トレーニングは主に体を鍛えることが目的です。そのため、きついトレーニングや体に負荷のかかるトレーニングを行うことになりますが、そんなトレーニングにも気を付けなければならない点が幾つかあります。

これを意識しないでトレーニングを続けると、効率の低下や、怪我の原因になってしまうこともあります。

腰に負担がかかりすぎるトレーニングは避ける

トレーニングのやり方によっては腰に大きな負担をかけてしまう場合も。

猫背や、もともと腰を悪くしているなどの人が、腹筋を何度も繰り返したり、ローラーと呼ばれるトレーニング器具を使って腹筋を鍛えるなどのトレーニング法は腰に負担をかけます。これが原因で腰痛やぎっくり腰などを引き起こす原因になり得るのです。

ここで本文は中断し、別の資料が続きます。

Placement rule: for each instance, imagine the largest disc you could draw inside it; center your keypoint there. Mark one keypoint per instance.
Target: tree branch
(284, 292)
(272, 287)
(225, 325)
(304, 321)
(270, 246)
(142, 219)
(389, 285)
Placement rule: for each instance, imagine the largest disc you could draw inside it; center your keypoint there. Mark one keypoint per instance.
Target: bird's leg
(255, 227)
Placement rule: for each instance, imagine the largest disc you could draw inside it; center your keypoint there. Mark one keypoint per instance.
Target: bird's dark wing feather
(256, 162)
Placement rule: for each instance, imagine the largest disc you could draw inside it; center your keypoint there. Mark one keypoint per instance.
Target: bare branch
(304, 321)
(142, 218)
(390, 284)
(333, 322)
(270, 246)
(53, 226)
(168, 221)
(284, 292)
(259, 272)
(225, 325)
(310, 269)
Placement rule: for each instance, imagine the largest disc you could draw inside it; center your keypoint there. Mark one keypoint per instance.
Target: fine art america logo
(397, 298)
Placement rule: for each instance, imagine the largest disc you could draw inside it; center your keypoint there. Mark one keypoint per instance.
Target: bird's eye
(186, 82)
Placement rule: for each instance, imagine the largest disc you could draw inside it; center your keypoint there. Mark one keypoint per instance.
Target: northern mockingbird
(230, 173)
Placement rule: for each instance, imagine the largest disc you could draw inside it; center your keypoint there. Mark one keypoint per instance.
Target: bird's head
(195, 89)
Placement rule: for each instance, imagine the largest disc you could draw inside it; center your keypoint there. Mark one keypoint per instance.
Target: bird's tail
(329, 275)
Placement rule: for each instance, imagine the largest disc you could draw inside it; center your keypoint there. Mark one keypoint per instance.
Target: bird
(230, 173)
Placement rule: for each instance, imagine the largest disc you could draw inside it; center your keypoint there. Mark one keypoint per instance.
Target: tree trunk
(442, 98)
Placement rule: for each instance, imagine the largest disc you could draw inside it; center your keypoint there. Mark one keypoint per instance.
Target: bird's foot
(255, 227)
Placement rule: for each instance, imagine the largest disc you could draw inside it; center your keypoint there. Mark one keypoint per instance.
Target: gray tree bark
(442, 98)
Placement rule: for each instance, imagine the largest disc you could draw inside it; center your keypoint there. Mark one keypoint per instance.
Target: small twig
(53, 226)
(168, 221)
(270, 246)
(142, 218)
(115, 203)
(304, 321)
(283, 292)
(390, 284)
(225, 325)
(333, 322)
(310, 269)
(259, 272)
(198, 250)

腰は日常生活を送る上で非常に大切な部位ですので、無理のしすぎは非常に危険です。腰の痛みなどを感じたら即トレーニングを中止し、痛みが続くようであればトレーナーもしくは整形外科に相談しましょう。

腹筋を鍛えたらストレッチを行う

筋肉トレーニングは、筋肉に負荷をかけてストレスを与えることで、成長を促すというメカニズムです。運動後はトレーニングで、筋肉が強く縮んでいる状態になっています。この縮んだ状態のままだと、筋肉は硬いままで、効率的なトレーニングにはなりません。

柔軟性のある筋肉を手に入れるためには、トレーニング後すぐにストレッチを行うことが大切です。簡単な腹筋のストレッチ法はうつぶせ状態から両手を床につけ、上体を後ろにそらしていく上体そらしがより効果的です。

ジムにある腹筋を鍛える主なマシーンの紹介

トレーニングジムには規模にも寄りますが、さまざまなトレーニング器具が取り揃えられています。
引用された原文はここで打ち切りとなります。